Эти дикие псы рвутся на волю; они лают от радости в своих подземельях, пока дух твой стремится разрушить все темницы.
Ты и сам еще узник, алчущий освобождения: мудрая душа у таких узников, но вместе с тем коварная и дурная.
Очиститься должен свободный духом, ибо много еще в нем тюремного мрака и гнили: око его должно стать чистым.
Да, я ведаю опасность, грозящую тебе. Но любовью и надеждой заклинаю тебя: не отказывайся от любви и надежды своей!
Пока еще знаешь ты благородство свое, чувствуют его и другие — те, кто не любит тебя и посылает злобные взгляды тебе вослед. Знай, что благородный у всех стоит поперек дороги.
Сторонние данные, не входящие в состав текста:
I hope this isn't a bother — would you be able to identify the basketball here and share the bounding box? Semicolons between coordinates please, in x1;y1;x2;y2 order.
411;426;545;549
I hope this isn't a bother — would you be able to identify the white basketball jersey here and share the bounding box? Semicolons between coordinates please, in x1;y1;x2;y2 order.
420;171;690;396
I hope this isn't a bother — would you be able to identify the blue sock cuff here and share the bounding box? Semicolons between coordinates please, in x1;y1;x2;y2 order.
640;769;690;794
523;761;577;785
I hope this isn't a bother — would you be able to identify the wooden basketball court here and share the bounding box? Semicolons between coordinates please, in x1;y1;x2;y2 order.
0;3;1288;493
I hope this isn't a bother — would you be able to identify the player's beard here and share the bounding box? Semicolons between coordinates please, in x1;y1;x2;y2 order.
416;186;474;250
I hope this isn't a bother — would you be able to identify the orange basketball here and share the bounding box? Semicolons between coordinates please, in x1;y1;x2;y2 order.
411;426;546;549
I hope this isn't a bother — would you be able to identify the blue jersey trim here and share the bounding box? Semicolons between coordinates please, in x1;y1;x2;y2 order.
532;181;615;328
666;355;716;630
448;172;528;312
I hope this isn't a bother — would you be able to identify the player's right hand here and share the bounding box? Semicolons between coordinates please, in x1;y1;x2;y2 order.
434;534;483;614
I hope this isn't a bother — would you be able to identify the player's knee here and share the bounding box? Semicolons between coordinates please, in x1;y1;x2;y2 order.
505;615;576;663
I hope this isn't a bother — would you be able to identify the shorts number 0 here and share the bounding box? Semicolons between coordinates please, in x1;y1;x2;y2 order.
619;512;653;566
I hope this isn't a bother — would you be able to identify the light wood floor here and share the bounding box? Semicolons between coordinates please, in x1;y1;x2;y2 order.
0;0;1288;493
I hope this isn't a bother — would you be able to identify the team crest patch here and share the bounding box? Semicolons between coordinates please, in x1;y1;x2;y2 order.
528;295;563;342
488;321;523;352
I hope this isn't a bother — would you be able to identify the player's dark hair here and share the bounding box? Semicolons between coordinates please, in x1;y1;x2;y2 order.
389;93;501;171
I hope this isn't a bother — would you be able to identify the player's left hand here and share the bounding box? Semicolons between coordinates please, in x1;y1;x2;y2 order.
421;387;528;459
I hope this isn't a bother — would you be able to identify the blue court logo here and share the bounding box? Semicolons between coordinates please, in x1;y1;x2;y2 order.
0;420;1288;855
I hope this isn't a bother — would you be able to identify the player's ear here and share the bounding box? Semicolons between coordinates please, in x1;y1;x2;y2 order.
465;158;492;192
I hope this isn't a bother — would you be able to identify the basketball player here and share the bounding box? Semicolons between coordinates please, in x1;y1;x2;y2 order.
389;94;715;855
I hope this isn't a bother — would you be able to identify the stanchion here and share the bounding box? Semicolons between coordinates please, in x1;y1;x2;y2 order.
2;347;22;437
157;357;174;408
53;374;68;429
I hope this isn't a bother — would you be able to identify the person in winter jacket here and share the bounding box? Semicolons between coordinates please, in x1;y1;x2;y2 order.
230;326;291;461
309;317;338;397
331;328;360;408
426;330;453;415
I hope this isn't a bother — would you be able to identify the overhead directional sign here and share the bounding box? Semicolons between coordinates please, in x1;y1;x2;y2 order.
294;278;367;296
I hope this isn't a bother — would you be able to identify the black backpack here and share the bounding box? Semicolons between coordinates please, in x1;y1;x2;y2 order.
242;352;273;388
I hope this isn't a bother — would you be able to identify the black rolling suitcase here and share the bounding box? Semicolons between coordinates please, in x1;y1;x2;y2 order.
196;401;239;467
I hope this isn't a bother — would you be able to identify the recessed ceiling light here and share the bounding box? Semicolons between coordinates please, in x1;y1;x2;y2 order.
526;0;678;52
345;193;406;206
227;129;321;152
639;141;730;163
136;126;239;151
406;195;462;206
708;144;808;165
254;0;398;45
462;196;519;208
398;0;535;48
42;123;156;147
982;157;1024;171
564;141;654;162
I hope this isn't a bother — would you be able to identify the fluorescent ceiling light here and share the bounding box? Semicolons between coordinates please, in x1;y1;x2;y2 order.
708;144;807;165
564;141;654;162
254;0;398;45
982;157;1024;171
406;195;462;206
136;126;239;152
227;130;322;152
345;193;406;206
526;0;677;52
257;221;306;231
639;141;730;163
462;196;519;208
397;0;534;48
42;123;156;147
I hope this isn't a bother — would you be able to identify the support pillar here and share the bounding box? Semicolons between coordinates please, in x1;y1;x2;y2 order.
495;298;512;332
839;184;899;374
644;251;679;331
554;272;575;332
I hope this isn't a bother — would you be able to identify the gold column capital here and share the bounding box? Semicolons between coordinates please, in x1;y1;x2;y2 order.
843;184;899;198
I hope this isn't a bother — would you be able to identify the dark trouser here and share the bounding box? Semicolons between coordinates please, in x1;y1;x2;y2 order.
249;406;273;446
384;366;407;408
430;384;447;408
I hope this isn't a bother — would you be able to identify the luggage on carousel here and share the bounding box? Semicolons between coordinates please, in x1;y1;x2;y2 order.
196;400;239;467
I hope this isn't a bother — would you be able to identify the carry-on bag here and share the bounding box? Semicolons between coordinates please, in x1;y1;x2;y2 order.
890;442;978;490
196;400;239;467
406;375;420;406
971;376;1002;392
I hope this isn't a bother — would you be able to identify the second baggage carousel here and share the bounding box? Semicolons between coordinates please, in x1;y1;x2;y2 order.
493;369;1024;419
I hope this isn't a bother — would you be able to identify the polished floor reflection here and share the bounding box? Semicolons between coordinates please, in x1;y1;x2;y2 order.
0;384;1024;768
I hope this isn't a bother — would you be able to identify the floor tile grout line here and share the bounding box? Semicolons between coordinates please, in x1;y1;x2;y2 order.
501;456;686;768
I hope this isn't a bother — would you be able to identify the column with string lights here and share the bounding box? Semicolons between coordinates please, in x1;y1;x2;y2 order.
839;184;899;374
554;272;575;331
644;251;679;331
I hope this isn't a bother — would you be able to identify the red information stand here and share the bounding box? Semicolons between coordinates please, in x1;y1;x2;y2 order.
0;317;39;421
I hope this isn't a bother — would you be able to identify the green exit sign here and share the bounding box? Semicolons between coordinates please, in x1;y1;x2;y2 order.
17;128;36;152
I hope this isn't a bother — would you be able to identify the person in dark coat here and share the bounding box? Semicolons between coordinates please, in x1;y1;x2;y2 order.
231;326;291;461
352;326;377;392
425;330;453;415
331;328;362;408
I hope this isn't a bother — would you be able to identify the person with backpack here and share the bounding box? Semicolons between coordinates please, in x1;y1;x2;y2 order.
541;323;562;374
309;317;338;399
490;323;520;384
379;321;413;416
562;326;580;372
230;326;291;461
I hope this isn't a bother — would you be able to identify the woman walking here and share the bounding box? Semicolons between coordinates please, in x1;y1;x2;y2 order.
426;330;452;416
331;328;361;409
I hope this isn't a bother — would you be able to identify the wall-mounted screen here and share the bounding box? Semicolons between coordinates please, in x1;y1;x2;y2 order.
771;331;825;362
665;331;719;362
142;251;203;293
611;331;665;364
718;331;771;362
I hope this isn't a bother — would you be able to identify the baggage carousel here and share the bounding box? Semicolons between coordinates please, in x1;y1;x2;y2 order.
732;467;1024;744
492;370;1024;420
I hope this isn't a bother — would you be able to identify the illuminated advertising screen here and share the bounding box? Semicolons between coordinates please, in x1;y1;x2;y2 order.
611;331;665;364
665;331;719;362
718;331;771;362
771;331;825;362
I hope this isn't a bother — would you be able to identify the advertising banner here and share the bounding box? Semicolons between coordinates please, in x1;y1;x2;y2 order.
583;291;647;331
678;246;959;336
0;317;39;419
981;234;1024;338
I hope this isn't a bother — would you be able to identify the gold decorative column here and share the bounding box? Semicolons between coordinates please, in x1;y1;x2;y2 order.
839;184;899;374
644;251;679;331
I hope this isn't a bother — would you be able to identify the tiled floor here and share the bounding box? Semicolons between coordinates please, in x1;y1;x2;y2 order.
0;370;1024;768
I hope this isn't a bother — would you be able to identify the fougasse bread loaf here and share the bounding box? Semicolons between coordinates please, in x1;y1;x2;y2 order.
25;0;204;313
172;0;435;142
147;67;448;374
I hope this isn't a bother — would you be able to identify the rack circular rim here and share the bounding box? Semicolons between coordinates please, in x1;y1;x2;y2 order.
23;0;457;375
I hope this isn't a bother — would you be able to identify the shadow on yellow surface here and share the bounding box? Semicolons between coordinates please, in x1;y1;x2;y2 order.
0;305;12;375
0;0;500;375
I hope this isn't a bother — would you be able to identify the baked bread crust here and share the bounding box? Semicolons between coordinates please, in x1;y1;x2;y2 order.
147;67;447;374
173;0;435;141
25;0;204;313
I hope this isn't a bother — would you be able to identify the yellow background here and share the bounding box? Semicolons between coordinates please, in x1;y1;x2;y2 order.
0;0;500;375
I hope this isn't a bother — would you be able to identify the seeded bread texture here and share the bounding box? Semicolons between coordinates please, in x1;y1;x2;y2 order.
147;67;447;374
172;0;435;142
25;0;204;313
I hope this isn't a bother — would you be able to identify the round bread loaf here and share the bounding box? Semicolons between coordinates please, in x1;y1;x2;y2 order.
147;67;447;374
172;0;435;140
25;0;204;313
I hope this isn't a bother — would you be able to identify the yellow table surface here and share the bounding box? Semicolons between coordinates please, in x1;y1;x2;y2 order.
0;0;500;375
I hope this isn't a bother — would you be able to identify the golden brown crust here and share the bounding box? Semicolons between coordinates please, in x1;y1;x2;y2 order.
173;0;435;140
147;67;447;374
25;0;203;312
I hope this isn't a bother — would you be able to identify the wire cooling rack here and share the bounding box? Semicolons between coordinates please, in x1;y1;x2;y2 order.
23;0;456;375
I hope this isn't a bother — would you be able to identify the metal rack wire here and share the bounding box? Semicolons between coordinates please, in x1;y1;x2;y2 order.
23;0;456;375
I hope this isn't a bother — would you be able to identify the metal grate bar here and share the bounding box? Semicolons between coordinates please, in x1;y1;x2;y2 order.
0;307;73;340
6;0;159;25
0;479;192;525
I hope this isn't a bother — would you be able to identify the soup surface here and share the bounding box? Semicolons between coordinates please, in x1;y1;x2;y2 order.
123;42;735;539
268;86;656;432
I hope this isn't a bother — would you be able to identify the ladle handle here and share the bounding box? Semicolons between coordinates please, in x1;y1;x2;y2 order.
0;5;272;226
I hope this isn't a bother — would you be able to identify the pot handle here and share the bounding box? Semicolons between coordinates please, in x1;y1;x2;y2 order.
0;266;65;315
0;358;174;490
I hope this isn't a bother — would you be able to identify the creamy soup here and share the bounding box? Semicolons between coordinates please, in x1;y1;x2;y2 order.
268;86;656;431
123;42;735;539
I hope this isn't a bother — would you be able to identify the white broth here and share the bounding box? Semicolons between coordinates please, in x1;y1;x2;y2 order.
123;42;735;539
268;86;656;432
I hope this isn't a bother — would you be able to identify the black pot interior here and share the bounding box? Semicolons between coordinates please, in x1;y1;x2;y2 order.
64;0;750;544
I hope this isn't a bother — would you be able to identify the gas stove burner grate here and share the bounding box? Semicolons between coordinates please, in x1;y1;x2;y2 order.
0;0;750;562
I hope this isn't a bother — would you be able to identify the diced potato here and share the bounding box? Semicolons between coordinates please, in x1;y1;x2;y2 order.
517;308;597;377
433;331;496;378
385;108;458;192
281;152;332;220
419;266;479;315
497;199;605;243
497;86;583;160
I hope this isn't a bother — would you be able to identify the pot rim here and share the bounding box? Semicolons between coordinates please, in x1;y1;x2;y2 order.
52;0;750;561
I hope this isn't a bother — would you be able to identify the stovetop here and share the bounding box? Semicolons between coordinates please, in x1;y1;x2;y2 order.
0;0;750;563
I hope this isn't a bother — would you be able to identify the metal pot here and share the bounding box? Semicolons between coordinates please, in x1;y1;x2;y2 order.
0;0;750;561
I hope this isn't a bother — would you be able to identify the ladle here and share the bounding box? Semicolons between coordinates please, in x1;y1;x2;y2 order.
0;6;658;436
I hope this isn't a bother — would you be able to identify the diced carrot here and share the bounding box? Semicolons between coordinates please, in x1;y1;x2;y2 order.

Также и „добрым“ мешает он: когда же они и его называют добрым, то этим хотят устранить с пути.
Новое хочет создать благородный и новую добродетель. Старое хочет сохранить добрый, чтобы оно пребывало в целости.
Но не в том опасность для благородного, что он сделается добрым, а в том, что может стать наглецом, насмешником и разрушителем.
О, знал я благородных, потерявших высшую надежду свою. И вот теперь они клевещут на все высокие стремления.